Sun GlassFish Communications Server 2.0 High Availability Administration Guide

How the Converged Load Balancer Works

The load balancer attempts to evenly distribute the workload among multiple instances (either stand-alone or clustered), thereby increasing the overall throughput of the system.

The Converged Load Balancer enables high availability of services deployed on Java EE application servers. While doing so, it fails over a session request to another server instance in the same cluster if the original servicing instance is detected to be unavailable or unhealthy to service a request.


Note –

The load balancer does not handle URI/URLs that are greater than 8k.


The following illustration depicts the working of a load balancer:

Converged Load Balancer Functionality
  1. IP sprayer receives the client request.


    Note –

    The IP sprayer could be a hardware IP sprayer, which distributes requests evenly across all instances in a cluster. A network element such as the IP sprayer can front the converged load balancer and , at the transport level, distribute traffic over the cluster.


  2. IP sprayer selects any of the SailFin instances in the cluster and forwards request to that instance. This example and illustration shows the request being forwarded to Instance1.

  3. The converged load balancer on Instance1 selects an instance (Instance2, in this case) to service the request.

    The selection of the server instance to forward the request, is based on the configured Converged Load Balancing Algorithms. This key is added to the request as a header or parameter for maintaining stickiness.

  4. In this example, the converged load balancer on Instance1 forwards the request to Instance2. If the converged load balancer chooses Instance1 to service this request, step 5 is bypassed.

  5. The converged load balancer on Instance2 receives the request and detects that the request is already proxied from another instance. Without any further processing, Instance2 passes the request to the container so that it can be serviced. The converged load balancer on Instance2 sends the response back to the converged load balancer on Instance1.

  6. The converged load balancer on Instance1 sends the response back to the client

  7. Once a session is established, sticky information is set on the response and subsequent requests will carry this sticky information. Subsequent requests from the client will have the sticky information in the header/parameter. Even if Instance1 receives this request, it detects the sticky information and forwards the request to the converged load balancer on Instance2.

    To maintain HTTP and HTTPS session stickiness the load balancer uses cookies or , if the browser does not support cookies, uses URL rewriting. For SIP/SIPS sessions, the load balancer uses parameters such as the BEKeyand BERoute. For example, the converged load balancer stamps the BERoute parameter on the VIA header as part of the outgoing request.

Converged Load Balancing Algorithms

The load balancer automatically uses one of the following algorithms:

Converged Load Balancing Algorithm for Web Applications

HTTP and HTTPS messages belonging to pure web applications, the converged load balancer uses a sticky round robin algorithm, by default. When a new request is sent to the load balancer, it is forwarded to an application server instance based on a simple round robin scheme. If the request is for a session-based application, it may result in creation of a session. In such a case, response will have sticky information, which is sent back on subsequent messages. Subsequent messages from the same client for the same session-based application are considered assigned or sticky messages and are routed by the load balancer to the same instance if that instance is found to be healthy. Hence, the name sticky round robin. Requests to a non-session-based application and the first request for a session-based application are new requests.

Converged Load Balancing Algorithm for SIP Applications

For SIP and SIPS messages belonging to pure SIP applications, the converged load balancer uses a consistent hash algorithm, by default. If any of the rules in the DCR file match the SIP/SIPS request, a hash key is extracted using that rule.
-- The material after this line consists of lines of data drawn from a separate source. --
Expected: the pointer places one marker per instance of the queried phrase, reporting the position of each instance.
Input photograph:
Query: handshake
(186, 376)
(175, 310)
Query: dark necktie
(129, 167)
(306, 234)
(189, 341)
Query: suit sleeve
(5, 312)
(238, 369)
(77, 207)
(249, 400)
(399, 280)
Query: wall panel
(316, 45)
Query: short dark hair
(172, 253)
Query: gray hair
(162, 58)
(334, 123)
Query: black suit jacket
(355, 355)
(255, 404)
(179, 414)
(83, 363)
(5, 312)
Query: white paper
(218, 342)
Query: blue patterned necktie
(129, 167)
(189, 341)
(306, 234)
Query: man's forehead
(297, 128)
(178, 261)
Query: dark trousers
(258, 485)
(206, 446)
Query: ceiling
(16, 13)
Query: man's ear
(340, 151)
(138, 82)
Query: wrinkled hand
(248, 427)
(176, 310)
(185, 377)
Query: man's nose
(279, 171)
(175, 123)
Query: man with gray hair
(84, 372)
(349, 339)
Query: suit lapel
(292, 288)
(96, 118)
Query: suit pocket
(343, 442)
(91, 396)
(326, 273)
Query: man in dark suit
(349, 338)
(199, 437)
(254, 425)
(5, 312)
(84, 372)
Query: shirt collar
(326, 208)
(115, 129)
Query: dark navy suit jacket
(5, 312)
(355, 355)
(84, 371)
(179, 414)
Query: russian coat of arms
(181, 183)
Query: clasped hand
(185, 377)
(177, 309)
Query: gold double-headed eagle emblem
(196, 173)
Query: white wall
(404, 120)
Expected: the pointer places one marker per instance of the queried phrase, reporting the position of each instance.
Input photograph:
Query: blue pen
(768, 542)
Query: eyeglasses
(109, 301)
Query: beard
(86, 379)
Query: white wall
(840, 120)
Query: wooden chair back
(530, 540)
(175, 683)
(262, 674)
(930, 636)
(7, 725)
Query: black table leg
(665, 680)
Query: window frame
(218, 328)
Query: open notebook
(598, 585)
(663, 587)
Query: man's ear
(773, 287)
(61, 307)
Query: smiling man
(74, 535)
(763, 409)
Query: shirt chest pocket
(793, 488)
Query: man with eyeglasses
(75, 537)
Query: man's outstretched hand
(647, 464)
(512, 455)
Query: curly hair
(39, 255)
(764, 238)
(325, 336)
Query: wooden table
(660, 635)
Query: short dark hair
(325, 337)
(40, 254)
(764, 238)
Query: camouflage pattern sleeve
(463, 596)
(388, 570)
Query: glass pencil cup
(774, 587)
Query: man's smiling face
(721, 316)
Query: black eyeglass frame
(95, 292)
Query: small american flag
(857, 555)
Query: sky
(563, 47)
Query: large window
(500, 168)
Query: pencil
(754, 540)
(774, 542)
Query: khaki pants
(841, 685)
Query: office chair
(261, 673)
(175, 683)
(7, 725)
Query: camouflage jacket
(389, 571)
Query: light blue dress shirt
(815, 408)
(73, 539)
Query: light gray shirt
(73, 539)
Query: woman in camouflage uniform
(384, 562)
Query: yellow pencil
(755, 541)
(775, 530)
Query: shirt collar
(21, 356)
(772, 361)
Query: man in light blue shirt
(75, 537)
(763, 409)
If none of the instructions or rules in the DCR file match the SIP or SIPS request, a hash key is generated using the from-tag,call-id parameters of the request.

Converged Load Balancing Algorithm for Converged Applications

Converged load balancer applies appropriate algorithms for HTTP/HTTPS and SIP/SIPS messages from converged applications, as follows:

Converged Load Balancer Deployments

You can configure your load balancer in different ways, depending on your goals and environment, as described in the following sections:

Using Self-Load-Balancing Clusters

In a development or production environment, you can designate that all server instances in a cluster participate in both redirecting and servicing requests, without using any dedicated load balancing instances. This is a self-load-balancing cluster, in which the target and the LB target are the same cluster.
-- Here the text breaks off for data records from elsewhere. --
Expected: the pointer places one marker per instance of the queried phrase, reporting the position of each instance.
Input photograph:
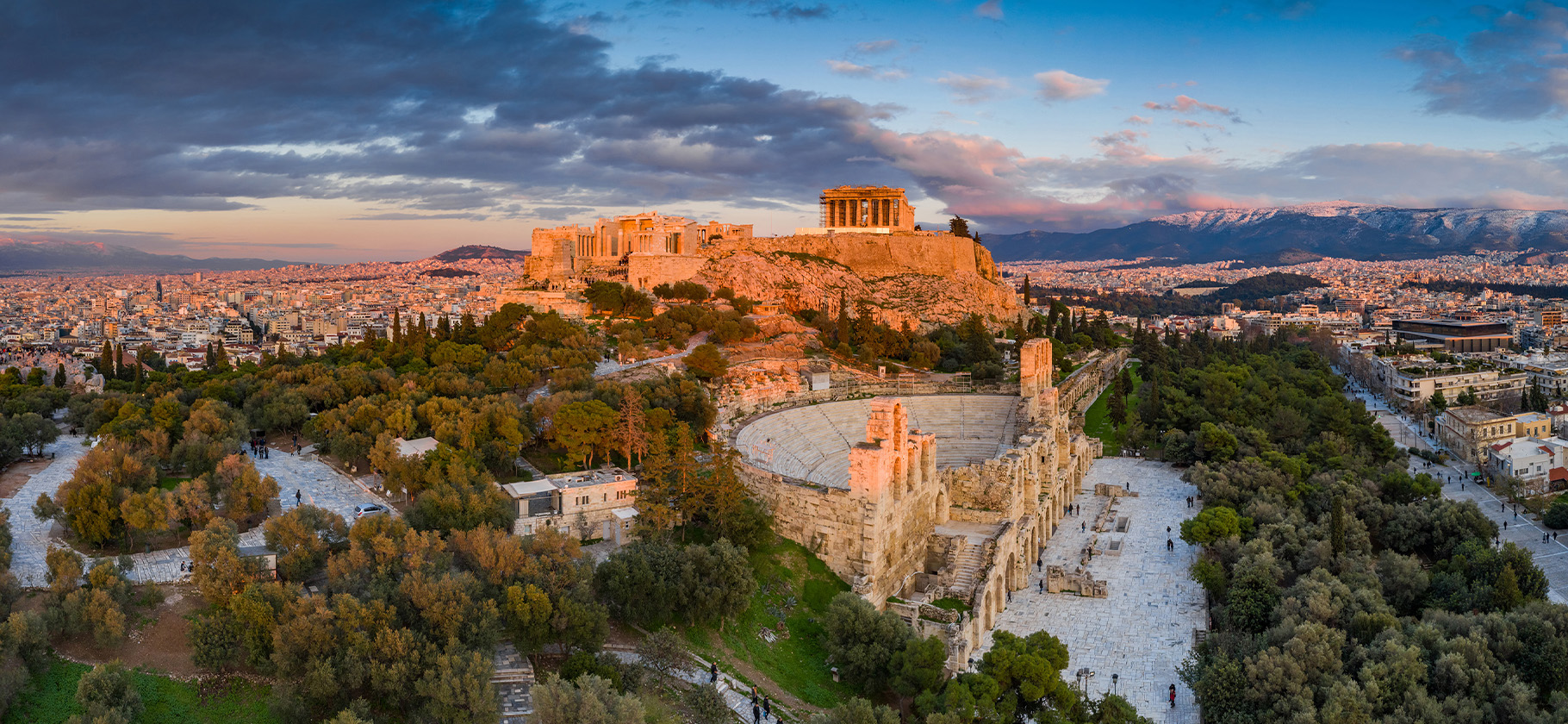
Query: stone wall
(879, 254)
(648, 270)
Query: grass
(1097, 421)
(51, 699)
(799, 586)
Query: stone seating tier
(812, 442)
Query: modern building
(1455, 336)
(588, 503)
(1470, 430)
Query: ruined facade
(575, 248)
(958, 509)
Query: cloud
(1061, 85)
(875, 46)
(858, 71)
(974, 88)
(1187, 103)
(1510, 71)
(416, 216)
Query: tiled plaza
(1145, 627)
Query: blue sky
(389, 129)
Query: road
(1521, 530)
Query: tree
(958, 226)
(582, 428)
(590, 699)
(217, 568)
(303, 538)
(856, 712)
(862, 641)
(631, 427)
(706, 362)
(107, 693)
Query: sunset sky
(383, 129)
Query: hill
(1298, 234)
(479, 251)
(19, 254)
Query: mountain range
(21, 254)
(1298, 234)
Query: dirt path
(17, 474)
(157, 645)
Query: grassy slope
(799, 585)
(1097, 421)
(51, 699)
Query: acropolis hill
(868, 248)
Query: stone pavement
(1145, 627)
(319, 484)
(1523, 530)
(30, 536)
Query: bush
(1558, 515)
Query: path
(30, 536)
(317, 483)
(1145, 627)
(1523, 532)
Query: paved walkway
(30, 536)
(1523, 530)
(317, 483)
(1145, 627)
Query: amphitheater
(812, 442)
(925, 500)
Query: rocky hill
(1300, 233)
(53, 254)
(479, 251)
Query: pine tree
(107, 361)
(631, 425)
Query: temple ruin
(931, 505)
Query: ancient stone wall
(879, 254)
(648, 270)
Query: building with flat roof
(588, 503)
(1455, 336)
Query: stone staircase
(968, 566)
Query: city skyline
(386, 132)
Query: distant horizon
(233, 130)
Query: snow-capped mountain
(1332, 229)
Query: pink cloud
(1187, 103)
(1061, 85)
(990, 9)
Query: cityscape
(731, 362)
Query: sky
(389, 129)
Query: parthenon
(866, 207)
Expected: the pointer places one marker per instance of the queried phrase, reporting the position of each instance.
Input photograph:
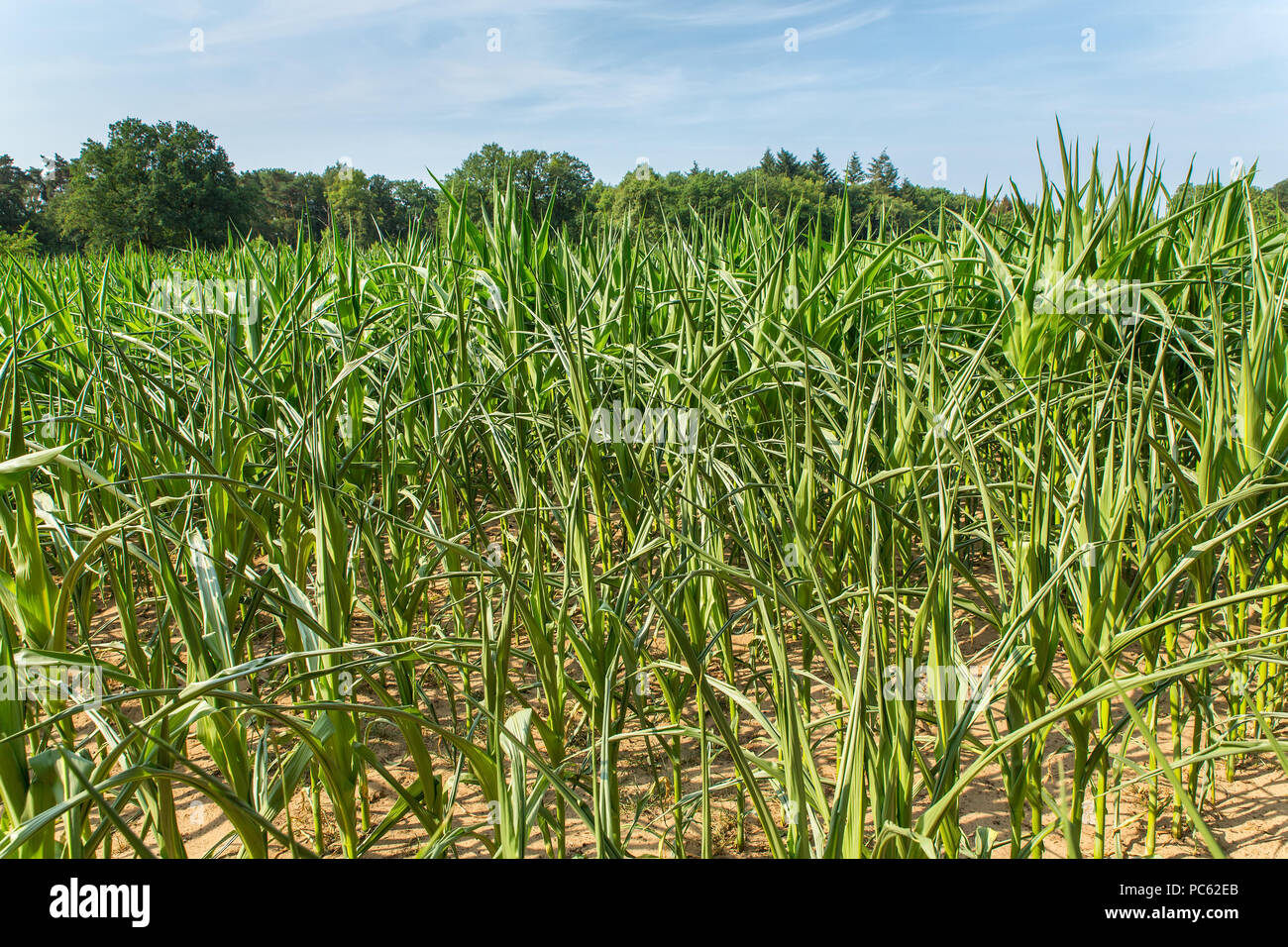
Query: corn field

A front-end hardware IP sprayer distributes request evenly across all instances in the cluster. If you do not use a hardware IP sprayer, a request can be forwarded to any server instance in the cluster. The converged load balancer component on that instance ensures that requests are distributed across the cluster. However, that instance is a single point of failure. The presence of a hardware IP sprayer ensures high availability.
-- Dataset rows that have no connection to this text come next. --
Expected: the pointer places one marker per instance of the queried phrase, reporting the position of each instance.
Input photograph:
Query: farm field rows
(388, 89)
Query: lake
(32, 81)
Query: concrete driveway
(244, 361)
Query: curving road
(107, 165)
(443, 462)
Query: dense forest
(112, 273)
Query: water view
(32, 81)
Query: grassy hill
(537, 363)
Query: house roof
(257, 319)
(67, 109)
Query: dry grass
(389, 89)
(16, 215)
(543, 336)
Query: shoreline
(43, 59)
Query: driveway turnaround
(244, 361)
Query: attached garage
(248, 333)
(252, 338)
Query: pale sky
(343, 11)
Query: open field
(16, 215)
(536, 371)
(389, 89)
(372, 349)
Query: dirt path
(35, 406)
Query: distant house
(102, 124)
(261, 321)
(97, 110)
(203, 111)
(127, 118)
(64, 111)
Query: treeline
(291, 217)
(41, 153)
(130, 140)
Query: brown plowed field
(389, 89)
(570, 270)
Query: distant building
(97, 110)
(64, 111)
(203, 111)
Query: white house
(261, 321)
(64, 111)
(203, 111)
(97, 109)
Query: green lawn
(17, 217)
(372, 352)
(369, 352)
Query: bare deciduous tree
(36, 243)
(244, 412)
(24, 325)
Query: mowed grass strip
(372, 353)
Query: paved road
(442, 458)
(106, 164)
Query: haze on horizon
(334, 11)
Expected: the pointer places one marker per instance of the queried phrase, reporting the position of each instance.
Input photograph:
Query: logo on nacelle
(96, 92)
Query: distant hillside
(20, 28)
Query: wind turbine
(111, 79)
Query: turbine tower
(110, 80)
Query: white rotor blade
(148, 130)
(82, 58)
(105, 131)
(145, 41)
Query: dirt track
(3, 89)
Using Dedicated Load Balancing Server Instances

In a development environment, you can designate one or more stand-alone server instances as dedicated load balancers, which redirect requests to clusters or to other stand-alone instances that service those requests. These dedicated load balancers are called the targets of the load balancer.

The clusters or instances that service requests are called the LB targets of the load balancer. The LB targets of a specific load balancer can be clusters or stand-alone instances, but not a mixture of clusters and instances.


Note –

Dedicated load balancers are not supported in a production environment.